O primeiro título veio na prova de cinco bolas, em que o conjunto brasileiro apresentou uma série considerada perfeita e recebeu 29.450 pontos. A equipe superou a China, que ficou com a prata, com 28.900, e a Bulgária, medalhista de bronze, com 28.400.
Com o resultado, o Brasil se tornou o primeiro país das Américas a conquistar o título mundial nessa prova.
O conjunto brasileiro é formado pela paulista Nicole Pírcio, pela capixaba Sofia Madeira, pelas paranaenses Julia Kurunczi e Mariana Gonçalves, pela amazonense Maria Paula Caminha e pela alagoana Maria Eduarda Arakaki, capitã da equipe. Em cada apresentação, cinco ginastas entram no tablado e uma permanece como reserva.
A apresentação nas cinco bolas foi acompanhada pela música Feeling Good, de Michael Bublé. A pontuação de 29.450 superou a marca de 29.250 obtida pelo Brasil no Campeonato Pan-Americano, em junho, no Rio de Janeiro, que até então era a maior nota do mundo na temporada.

Segundo ouro veio na série mista
Horas depois da primeira conquista, as brasileiras voltaram ao tablado para disputar a final da série mista, prova que combina três arcos e duas maças.
Ao som de Abracadabra, de Lady Gaga, as Leoas novamente fizeram uma apresentação sem erros e receberam 29.450 pontos, garantindo o segundo ouro do dia.
A Espanha, campeã geral do Mundial no sábado (15), ficou com a medalha de prata, com 29.050 pontos. A Bulgária terminou na terceira colocação, com 28.750.
A conquista também tem um significado especial porque o Brasil havia sido medalhista de prata nessa mesma prova no Mundial do ano passado, realizado no Rio de Janeiro.
“Lugar mais alto do pódio”
A técnica do conjunto brasileiro, Camila Ferezin, destacou o longo processo de evolução da equipe e a transformação de um sonho em realidade.
Segundo ela, o grupo passou de uma equipe que ocupava a 26ª posição no ranking mundial para uma seleção capaz de competir de igual para igual com as principais potências da modalidade.
“Nós aprendemos a acreditar que era possível. Primeiro, sonhamos em estar entre as melhores. Depois, começamos a competir de igual para igual com elas.

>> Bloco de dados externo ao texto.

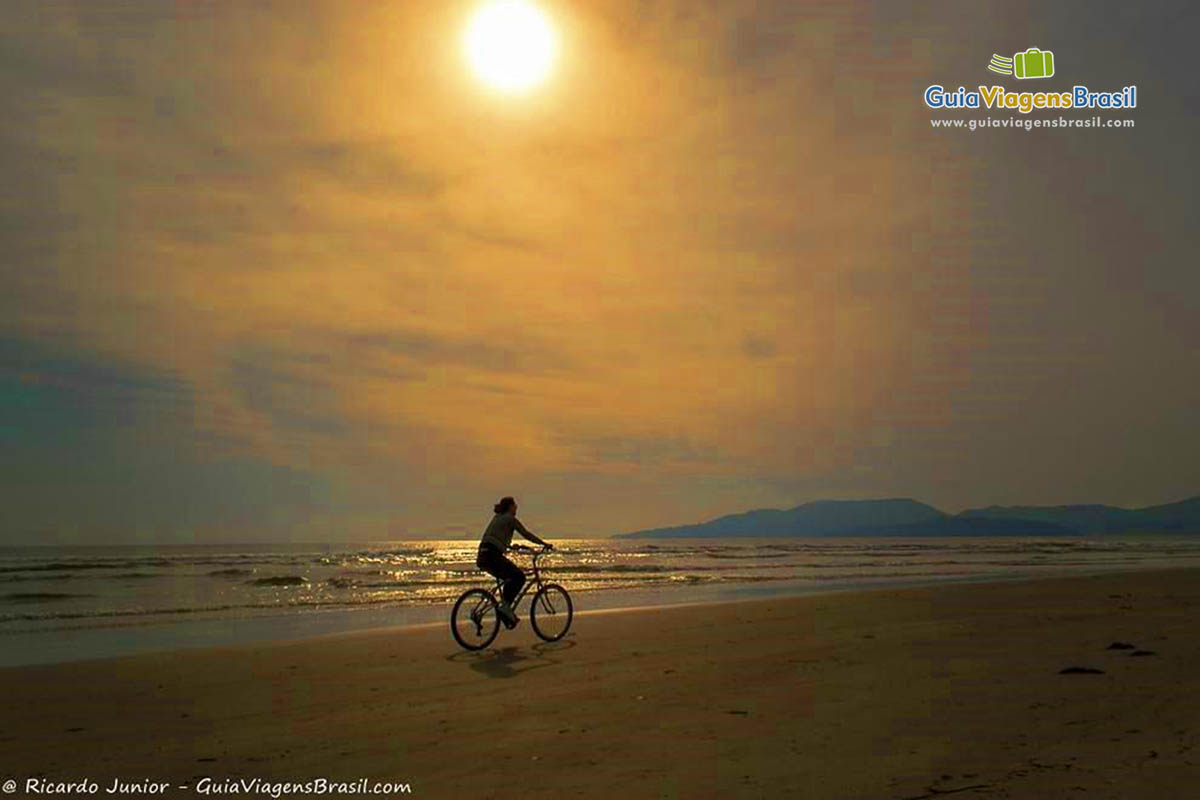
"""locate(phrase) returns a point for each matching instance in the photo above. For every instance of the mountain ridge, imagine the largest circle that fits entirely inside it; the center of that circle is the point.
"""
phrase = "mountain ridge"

E hoje estamos no lugar mais alto”, afirmou Camila à Confederação Brasileira de Ginástica.
A treinadora também ressaltou o trabalho desenvolvido ao longo dos anos, marcado por preparação, dificuldades e persistência.
As duas medalhas de ouro consolidam o Brasil entre as principais forças da ginástica rítmica mundial e representam um dos maiores resultados da história da modalidade no país.